La chimiothérapie dans le cancer du poumon se fonde sur un doublet à base de sels de platine.
Il n’existe pas de mutation EGFR.
Les traitements par inhibiteurs de l’aromatase font partie de l’arsenal thérapeutique dans le cancer du sein RH+.
Toujours en oncologie.
Quelques éléments de prise en charge du cancer du poumon métastatique non à petites cellules : 
(Attention ! Il ne s’agit ici pas de recommandations officielles, mais juste de repères de prise en charge. On ne vous demandera pas de discuter les indications thérapeutiques, qui sont bouleversées en ce moment avec beaucoup de nouvelles études.)
– chimiothérapie : doublet à base de sels de platine ; 
– immunothérapie : anticorps anti-PD1 (pembrolizumab principalement) surtout : 
° si expression de PD-L1 par > 50 % des cellules tumorales : monothérapie possible,
° association possible avec chimiothérapie sinon ;
– présence d’une mutation tumorale activatrice ? 

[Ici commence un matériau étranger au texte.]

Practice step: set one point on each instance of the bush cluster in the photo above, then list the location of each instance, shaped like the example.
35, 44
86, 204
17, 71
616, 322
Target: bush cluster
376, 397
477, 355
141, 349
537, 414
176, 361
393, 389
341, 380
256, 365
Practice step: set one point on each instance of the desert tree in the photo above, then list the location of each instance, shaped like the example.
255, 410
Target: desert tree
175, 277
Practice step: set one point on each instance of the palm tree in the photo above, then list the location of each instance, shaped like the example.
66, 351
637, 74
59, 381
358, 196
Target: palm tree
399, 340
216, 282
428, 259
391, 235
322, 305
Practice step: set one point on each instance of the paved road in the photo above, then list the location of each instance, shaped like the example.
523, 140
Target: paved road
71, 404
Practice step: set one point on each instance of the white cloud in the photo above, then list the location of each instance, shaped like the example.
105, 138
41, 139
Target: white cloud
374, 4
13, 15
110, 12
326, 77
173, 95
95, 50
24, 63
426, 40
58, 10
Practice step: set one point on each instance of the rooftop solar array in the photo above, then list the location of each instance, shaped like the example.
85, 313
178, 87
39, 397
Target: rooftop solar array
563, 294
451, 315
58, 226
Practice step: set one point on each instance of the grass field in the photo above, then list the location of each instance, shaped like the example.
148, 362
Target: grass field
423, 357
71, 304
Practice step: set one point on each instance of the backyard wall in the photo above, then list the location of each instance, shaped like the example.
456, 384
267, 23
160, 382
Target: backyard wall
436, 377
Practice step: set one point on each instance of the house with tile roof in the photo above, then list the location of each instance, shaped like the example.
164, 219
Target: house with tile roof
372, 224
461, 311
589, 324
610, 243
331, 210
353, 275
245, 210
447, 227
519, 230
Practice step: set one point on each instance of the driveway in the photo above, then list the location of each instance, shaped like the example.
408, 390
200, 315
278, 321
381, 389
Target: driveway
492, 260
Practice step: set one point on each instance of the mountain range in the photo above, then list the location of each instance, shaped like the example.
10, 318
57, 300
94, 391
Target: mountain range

° si mutation EGFR : ITK anti-EGFR (1re génération : erlotinib, gefitinib ; 2e génération : afatinib ; 3e génération : osimertinib),
° si mutation ALK : ITK anti-ALK (crizotinib, alectinib, lorlatinib), 
° autres traitements si mutation BRAF, HER2, RET, MET, NTRK1/2…
TOUJOURS : accès aux soins de support, prise en charge palliative associée.